By Grant Wahl
November 20, 2011

LOS ANGELES -- Three thoughts on the Los Angeles Galaxy's 1-0 win over the Houston Dynamo in the MLS Cup final:

You get what you pay for. For the first time since MLS started using the Beckham Rule in 2007, a team with a Designated Player has won the MLS Cup -- and the decisive goal came on a marvelous passing sequence involving the Galaxy's three DPs. Robbie Keane took David Beckham's pass and laid off for Landon Donovan, whose exquisite finish brings back MLS's top trophy to L.A. for the first time since 2005. It was fitting that the big-money men came through when it mattered most for the Galaxy, not least because they have during the entirety of the postseason. Finally we can retire the notion that teams who are willing to drop some coin for star power are at a competitive disadvantage in MLS. With any luck, the Galaxy's success will prod other MLS owners to invest more money in the kind of players whose quality can make the difference.

Beckham can feel good about his on-field MLS legacy. If this was Beckham's last game in MLS, he can leave with the knowledge that in 2011 he finally proved himself on the field in MLS. Healthy, free of national-team distractions and fully-committed to the Galaxy for the first time in his American adventure, Beckham had his finest MLS season and topped it off with a virtuoso performance in the playoffs. Not only did he show plenty of grit, fighting through the pain of a back injury, but he tracked back on defense, sprayed dangerous passes all over the field and earned every bit of credit that goes with the championship trophy. Who knows if he'll leave the Galaxy -- I happen to think the chances increase slightly now that he has won a trophy -- but more power to him.
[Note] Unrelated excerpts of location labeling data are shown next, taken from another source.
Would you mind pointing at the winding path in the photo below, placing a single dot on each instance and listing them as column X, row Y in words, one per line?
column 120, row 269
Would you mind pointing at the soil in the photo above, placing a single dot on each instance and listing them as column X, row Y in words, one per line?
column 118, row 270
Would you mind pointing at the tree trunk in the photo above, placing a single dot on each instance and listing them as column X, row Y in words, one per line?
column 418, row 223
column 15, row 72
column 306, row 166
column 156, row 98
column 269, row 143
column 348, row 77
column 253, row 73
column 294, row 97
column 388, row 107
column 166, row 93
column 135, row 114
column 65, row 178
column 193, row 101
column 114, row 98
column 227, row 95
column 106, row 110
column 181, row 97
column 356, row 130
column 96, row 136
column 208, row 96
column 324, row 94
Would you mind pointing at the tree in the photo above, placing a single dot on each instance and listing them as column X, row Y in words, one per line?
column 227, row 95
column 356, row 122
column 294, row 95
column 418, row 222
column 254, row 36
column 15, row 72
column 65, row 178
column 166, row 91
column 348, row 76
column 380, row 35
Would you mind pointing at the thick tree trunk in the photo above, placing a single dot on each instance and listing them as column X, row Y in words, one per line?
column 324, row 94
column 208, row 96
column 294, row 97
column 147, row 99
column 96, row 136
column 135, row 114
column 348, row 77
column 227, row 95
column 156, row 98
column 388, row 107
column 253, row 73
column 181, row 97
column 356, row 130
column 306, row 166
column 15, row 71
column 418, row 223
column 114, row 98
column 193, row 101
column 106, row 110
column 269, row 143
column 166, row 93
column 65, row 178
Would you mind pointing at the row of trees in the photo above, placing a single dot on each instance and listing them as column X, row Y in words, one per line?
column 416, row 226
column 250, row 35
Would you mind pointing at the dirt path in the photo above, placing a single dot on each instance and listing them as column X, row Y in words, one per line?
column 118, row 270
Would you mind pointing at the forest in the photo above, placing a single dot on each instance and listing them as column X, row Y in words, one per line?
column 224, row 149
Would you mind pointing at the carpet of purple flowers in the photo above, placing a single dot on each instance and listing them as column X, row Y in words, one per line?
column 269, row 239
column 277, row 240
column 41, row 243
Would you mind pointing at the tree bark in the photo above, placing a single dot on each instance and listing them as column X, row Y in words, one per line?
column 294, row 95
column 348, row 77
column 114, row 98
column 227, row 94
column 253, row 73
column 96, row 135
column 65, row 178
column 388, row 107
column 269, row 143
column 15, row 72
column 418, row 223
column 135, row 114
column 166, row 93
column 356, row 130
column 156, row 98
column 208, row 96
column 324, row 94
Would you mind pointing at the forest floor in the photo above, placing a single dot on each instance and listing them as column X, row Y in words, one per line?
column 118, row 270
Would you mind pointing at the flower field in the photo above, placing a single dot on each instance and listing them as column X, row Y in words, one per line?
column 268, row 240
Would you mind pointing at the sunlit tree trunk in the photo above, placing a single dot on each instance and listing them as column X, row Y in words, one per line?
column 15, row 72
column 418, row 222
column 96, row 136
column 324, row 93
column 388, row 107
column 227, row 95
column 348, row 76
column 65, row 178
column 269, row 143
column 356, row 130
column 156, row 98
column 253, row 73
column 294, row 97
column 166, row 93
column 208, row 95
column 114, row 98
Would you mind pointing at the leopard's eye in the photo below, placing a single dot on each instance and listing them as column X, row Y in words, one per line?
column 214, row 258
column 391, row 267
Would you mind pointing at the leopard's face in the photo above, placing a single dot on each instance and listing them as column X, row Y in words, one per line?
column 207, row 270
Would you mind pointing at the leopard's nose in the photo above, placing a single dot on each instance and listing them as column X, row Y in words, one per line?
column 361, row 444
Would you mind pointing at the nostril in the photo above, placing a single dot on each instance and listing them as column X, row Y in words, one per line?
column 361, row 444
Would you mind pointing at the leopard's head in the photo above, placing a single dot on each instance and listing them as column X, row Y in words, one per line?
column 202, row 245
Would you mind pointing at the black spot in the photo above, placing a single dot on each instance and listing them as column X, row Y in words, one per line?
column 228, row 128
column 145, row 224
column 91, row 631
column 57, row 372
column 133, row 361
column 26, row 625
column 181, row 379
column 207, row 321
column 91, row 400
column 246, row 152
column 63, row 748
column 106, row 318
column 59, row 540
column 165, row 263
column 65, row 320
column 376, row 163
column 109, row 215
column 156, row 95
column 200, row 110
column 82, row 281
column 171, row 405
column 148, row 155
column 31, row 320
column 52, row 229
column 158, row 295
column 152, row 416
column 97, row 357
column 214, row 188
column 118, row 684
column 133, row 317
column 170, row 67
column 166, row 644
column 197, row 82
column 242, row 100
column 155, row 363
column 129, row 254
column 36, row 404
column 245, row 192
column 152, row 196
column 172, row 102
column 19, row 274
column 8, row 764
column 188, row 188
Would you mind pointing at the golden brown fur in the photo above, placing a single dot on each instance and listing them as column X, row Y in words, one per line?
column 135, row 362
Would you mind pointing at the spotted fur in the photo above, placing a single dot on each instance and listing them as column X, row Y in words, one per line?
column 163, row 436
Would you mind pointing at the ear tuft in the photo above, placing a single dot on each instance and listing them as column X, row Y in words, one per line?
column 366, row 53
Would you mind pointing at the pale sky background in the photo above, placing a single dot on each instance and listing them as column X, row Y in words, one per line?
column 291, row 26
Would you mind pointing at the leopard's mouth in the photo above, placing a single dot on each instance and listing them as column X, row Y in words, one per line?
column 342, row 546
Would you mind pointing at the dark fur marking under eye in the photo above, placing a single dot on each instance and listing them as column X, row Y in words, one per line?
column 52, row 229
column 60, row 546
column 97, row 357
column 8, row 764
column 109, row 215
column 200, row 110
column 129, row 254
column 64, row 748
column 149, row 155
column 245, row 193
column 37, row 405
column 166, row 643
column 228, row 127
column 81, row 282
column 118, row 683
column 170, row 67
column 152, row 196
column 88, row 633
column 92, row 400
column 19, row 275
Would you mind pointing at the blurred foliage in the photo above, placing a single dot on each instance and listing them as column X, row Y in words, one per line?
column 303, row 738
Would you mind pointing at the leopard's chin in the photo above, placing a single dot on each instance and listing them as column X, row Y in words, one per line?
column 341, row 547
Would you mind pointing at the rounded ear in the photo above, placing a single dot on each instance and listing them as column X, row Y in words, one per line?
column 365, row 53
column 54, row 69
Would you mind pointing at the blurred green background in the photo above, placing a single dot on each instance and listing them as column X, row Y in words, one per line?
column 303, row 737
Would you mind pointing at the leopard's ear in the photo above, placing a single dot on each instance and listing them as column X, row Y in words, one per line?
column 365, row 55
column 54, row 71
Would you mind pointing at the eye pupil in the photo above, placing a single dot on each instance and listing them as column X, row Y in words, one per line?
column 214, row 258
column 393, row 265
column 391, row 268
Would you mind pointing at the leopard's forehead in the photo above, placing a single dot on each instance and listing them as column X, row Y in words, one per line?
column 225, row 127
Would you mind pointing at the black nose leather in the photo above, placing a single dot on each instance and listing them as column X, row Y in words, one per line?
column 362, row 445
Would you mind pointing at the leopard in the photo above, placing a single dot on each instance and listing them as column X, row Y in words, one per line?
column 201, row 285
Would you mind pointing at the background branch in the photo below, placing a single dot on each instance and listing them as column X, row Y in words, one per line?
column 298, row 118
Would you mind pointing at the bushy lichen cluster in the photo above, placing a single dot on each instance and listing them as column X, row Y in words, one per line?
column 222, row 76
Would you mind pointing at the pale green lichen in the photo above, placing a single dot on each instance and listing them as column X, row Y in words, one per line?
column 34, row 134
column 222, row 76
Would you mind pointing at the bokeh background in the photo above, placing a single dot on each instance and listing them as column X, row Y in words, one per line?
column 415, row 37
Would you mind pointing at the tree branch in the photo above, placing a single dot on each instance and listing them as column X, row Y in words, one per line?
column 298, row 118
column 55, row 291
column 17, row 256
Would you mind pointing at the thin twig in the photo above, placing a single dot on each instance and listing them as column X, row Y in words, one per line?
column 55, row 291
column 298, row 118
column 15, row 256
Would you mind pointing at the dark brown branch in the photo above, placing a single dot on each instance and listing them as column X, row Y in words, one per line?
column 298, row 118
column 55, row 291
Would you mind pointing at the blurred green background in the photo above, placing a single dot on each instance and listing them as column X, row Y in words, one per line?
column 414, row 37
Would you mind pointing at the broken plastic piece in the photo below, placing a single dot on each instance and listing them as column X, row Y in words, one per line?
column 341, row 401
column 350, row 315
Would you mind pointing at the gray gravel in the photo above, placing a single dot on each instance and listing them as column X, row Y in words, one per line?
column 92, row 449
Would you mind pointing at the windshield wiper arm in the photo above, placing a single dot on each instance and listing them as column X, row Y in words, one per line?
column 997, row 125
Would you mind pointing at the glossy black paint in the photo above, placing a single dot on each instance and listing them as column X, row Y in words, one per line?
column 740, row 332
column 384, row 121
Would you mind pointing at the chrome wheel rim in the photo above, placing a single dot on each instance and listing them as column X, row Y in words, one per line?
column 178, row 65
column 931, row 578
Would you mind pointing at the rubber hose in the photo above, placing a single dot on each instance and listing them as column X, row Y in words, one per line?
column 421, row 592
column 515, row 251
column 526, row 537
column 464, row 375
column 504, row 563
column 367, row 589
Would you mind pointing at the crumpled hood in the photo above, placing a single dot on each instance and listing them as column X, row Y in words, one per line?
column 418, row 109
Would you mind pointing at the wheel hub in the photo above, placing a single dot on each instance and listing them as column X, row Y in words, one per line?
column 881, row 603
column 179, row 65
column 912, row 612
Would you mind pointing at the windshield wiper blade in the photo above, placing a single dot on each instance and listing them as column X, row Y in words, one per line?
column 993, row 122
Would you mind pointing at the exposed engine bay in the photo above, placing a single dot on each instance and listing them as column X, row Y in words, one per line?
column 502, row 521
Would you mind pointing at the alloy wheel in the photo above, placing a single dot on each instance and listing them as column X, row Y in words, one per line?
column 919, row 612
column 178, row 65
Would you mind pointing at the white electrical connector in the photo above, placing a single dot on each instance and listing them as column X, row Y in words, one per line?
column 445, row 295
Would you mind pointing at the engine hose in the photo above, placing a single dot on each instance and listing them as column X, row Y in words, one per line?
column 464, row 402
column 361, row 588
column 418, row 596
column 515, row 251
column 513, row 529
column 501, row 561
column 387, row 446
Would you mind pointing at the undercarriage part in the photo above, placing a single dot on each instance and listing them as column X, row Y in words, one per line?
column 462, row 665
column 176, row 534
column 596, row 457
The superlatives don't end there. From a results perspective, this Galaxy team can make a case to bethe best in MLS history. No MLS team has ever had a better regular-season performance and gone on to win the MLS Cup trophy. While this Galaxy outfit didn't dominate teams like D.C. United's 1998 team, it did find ways to ruthlessly finish off opponents all season long. Alexi Lalas said the Galaxy was more like a Ford truck than a Ferrari, and he's right, but there's real value in that, too. If anything, Sunday's unlovely final was a microcosm of the Galaxy's championship season. Nobody will show this replay as an example of the best entertainment MLS has to offer, but championships are championships. Give plenty of credit to L.A. coach Bruce Arena, who turned this team around and won his record third MLS Cup trophy as a head coach.